Some patterns are repeated and the point of the different colours is to show how different the outcomes can be when you change the variables.
So there is a tazhib illumination style (this message), a grid style and a hexagonal style.
The tazhib illumination style is for the Green, Red and White domes.
You can trace half the final image, and when you transfer it you’ll get the full dome.
Please feel free to vary or change as you like though!
Start with the flowers and double the pencil spiral lines as above. In practice, also because I was in a bit of a rush to prepare, I did most of it organically. Please note as well that I have adapted a traditional pattern to an onion dome, just because it is my favourite style of dome, shared with the Mughals! The original did not have a onion dome.
2. These lines are just for you; we will be colouring in them in during class and outlining. The difference is that the colour fill will be done after the outline. Where my brush is pointing: just to point out that I was experimenting with different sizes of flower and bigger seemed better as I know there will be some beginners in class and I was 'designing as I drew'; it is based on the original but with many variations. For my carpet pages class (forthcoming hopefully later this year), all sizes will be smaller and working on a traditional style carpet page. For this dome, everything is a little more exaggerated and bigger as I recognise it may be the first time ever for some.
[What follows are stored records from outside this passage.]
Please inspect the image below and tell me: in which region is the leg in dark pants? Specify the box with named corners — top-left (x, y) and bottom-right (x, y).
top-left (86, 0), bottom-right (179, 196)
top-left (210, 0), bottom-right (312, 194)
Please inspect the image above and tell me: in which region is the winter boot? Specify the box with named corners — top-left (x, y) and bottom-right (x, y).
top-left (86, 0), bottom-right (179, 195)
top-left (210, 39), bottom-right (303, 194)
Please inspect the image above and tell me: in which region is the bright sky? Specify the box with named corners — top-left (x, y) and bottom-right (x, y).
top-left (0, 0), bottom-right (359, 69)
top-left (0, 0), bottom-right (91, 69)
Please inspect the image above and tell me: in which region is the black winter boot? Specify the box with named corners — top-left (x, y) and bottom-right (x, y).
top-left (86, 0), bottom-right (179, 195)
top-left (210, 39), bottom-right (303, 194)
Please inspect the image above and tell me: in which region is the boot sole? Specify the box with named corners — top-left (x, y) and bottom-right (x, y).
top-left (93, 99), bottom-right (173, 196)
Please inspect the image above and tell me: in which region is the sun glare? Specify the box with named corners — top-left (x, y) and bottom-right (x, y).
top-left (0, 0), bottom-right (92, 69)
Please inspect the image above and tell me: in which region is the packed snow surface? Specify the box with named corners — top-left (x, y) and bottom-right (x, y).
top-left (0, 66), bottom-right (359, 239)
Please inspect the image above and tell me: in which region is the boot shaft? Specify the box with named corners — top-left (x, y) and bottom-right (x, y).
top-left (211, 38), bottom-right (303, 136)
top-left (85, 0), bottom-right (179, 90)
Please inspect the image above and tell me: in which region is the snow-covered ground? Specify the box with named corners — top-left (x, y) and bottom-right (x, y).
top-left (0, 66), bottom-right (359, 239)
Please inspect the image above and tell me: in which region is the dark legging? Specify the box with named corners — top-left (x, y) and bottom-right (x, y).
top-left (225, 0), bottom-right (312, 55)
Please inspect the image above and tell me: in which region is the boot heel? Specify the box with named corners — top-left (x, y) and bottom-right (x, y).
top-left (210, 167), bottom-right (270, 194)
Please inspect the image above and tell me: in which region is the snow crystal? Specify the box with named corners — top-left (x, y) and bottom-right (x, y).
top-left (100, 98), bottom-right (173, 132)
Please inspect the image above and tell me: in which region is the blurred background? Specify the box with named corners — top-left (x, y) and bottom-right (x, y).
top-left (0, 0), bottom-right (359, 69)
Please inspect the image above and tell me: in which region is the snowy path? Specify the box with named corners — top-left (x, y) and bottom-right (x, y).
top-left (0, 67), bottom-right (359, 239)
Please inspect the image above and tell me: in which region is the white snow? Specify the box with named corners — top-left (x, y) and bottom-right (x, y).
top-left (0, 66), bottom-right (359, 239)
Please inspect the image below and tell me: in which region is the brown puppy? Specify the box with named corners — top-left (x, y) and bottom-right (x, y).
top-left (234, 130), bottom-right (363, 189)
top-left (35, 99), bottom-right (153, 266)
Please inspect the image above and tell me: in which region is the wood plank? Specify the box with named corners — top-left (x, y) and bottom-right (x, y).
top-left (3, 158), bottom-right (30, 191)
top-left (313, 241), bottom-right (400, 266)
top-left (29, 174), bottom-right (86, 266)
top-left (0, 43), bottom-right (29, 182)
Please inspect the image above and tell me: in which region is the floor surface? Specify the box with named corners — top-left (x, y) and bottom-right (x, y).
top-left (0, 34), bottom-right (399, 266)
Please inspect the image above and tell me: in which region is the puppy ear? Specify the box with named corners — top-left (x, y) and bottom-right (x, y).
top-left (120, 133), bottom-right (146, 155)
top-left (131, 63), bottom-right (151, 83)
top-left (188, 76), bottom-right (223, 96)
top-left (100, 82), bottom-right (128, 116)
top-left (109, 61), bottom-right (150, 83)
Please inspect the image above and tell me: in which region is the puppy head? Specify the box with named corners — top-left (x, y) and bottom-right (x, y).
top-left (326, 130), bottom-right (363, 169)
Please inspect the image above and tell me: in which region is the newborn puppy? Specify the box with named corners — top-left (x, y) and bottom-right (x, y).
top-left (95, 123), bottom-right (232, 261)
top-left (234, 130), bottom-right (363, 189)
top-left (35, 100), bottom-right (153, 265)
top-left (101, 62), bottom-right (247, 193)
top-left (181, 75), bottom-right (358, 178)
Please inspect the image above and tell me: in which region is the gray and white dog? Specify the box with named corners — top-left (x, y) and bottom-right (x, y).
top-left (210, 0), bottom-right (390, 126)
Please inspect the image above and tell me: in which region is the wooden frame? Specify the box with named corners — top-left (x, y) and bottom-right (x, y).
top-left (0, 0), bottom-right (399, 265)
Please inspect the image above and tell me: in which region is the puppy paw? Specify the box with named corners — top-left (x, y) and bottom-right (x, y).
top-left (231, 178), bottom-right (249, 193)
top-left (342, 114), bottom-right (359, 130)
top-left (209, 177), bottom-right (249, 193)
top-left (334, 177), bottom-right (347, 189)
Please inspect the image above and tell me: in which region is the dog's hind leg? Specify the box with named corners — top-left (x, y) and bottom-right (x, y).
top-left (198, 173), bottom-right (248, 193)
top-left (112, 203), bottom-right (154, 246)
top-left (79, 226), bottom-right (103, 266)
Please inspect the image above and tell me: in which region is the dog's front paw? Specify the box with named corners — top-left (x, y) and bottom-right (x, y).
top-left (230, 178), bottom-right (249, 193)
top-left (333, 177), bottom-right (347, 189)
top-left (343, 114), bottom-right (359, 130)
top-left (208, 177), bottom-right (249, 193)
3. Flowers inked in. Note that a) some flowers are pointy while most are the standard basic round 5-petalled form and b) the direction of the flowers matters. All petals are equal but the topmost petal is basically in the direction of the spiral.
4. The bigger butterfly flowers inked in; don't worry if you don't get the full form as these will be coloured in and explained in more detail in class (and in even more detail in the carpet page class).
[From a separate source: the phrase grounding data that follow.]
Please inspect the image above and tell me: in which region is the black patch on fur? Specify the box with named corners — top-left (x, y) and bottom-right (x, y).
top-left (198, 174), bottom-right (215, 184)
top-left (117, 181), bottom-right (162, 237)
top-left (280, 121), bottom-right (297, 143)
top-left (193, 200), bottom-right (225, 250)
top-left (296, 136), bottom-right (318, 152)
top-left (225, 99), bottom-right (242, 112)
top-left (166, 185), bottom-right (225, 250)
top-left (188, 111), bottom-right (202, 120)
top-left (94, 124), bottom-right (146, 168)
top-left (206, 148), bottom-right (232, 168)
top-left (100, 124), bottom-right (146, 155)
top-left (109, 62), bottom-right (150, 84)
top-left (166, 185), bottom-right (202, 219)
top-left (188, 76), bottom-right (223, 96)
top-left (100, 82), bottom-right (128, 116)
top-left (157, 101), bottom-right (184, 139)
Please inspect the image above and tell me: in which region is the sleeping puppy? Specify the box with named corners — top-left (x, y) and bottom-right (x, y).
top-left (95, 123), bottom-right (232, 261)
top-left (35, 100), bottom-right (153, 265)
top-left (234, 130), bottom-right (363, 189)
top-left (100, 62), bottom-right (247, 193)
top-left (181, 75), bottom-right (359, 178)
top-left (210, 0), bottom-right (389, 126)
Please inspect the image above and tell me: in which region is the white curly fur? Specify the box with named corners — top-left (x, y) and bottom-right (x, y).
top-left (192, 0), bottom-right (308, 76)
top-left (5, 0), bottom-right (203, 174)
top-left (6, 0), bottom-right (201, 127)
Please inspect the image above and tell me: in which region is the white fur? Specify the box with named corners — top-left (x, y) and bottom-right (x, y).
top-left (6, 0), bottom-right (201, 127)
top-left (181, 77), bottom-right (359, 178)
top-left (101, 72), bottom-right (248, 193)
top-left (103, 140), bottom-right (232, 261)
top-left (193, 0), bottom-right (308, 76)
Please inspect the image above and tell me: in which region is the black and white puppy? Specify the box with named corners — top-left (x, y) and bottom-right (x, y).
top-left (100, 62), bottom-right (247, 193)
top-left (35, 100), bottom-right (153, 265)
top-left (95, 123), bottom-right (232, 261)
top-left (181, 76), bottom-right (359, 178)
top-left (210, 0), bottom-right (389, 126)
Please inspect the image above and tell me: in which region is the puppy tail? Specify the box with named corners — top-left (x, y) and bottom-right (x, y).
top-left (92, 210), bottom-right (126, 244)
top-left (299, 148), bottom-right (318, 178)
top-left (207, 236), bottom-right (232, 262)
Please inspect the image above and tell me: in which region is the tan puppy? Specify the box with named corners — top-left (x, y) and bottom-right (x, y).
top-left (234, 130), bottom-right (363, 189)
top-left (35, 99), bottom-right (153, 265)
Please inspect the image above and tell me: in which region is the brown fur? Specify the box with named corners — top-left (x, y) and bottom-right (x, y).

5. Note that for continuity and a smoother line, I have overlapped many of the parallel lines. Of course, in the colour fill, we will differentiate them. For now it's just a technique to get flow.
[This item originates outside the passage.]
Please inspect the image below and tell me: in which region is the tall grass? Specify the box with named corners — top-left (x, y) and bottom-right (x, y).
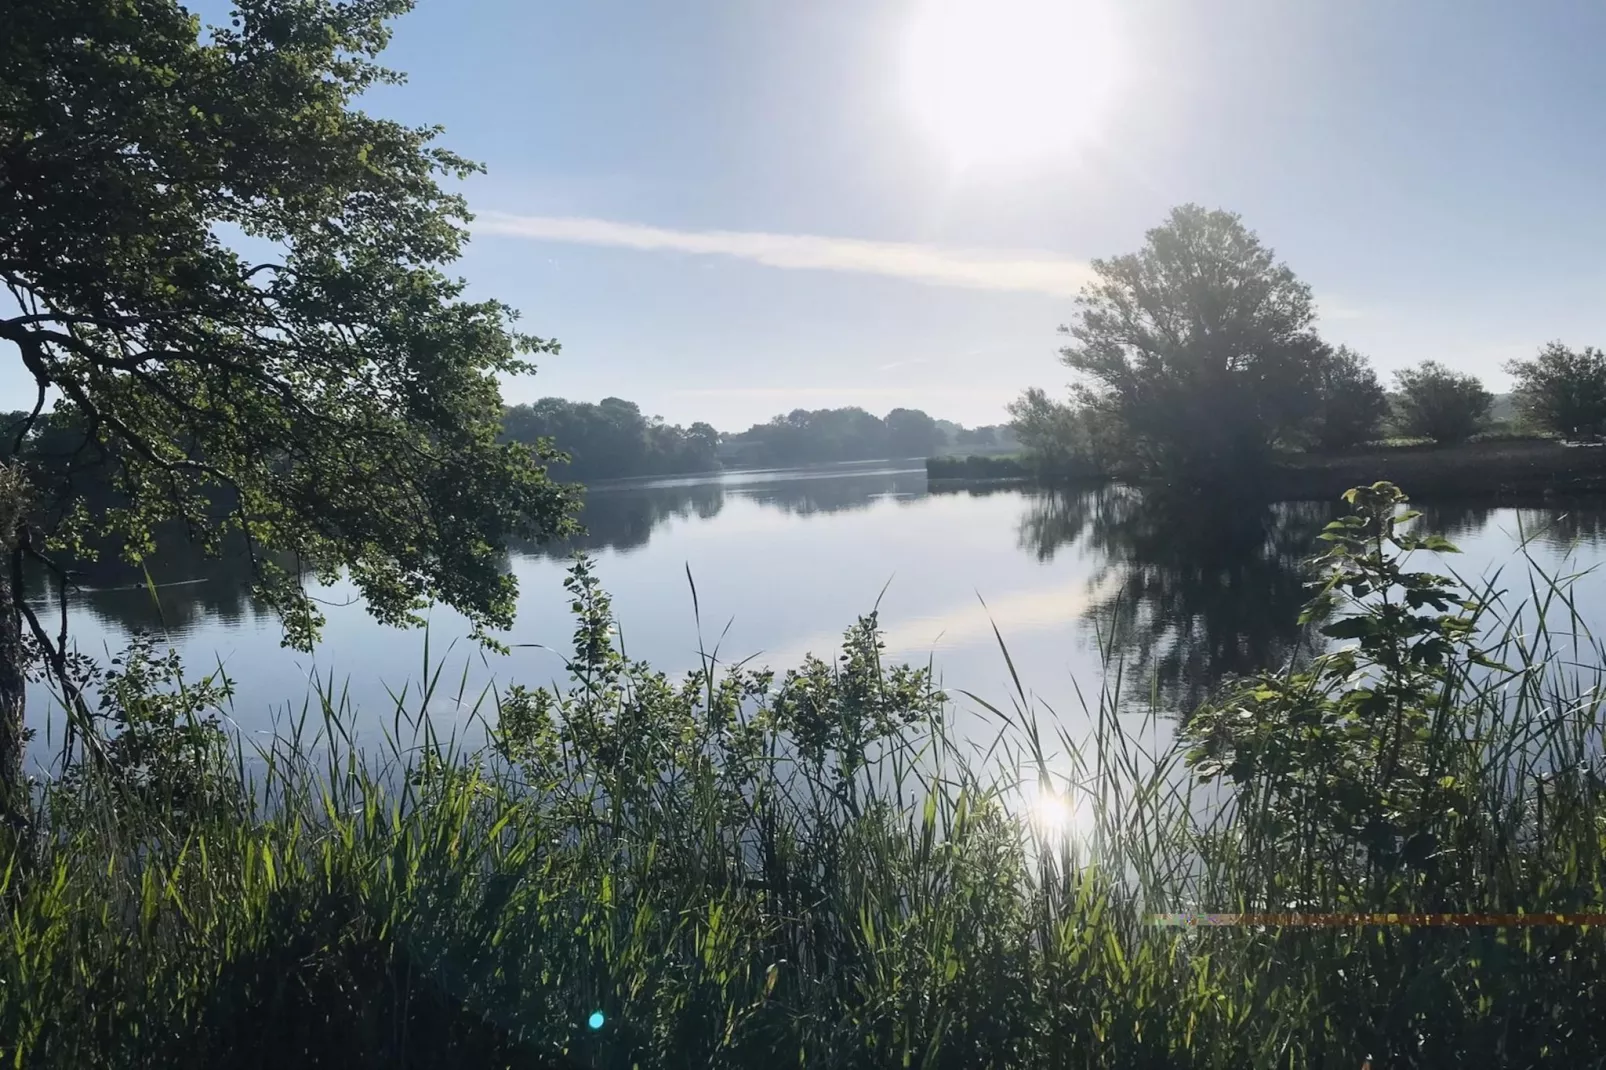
top-left (4, 493), bottom-right (1606, 1068)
6. Added in the leaves. Not all of them - most of them. If this looks too complex for you - ignore them! We can add them at a later stage so don't worry. (There is actually added complexity in the dots but we do those after the colour fill - again don't worry, and this will be explained in class.)
7. Erase the pencil lines once the ink lines have dried.
8. You are welcome to use the above image, print it out and trace half. The other half you will transfer and you'll end up with a full dome.
9. This is for the Red dome. Shown here without the leaves; might be easier to handle for some beginners. The redder tinge of the avocado stone stain might be easier to see. It also gets quicker as you go along and your hand becomes practiced in this pattern. I think it's good to iterate a pattern so you get to know it in depth and also explore how to push it. The Red dome will be a different colourway to the Green dome.
10. With full leaves.
11. The White dome. With the flowers only. Note that this is in walnut ink (as opposed to the black Chinese or Sum ink above) because it's on white paper and the whole dome will be very pale.
12. Inked in the separate areas.
13. Made each line a parallel line, to colour in. [Note that for advanced practitioners this might not be necessary as you'd just paint gold on top of a single line, but I think it's quite helpful for beginners.]
14. Added the leaves and it's ready.
Above is a closeup of the Green dome. Don't be daunted by its complexity; in the drawings above I have simplified it and the complexity comes in stages.
I thrive on complexity and will take you through it!
We can do difficult things.
Hope these instructions are clear; if any queries please email me.
It's a complex dome (but it would be less fun if it were really simple!). We are unlikely to finish the entire dome in class but we'll have made a great start, and you'll be equipped to finish it on your own.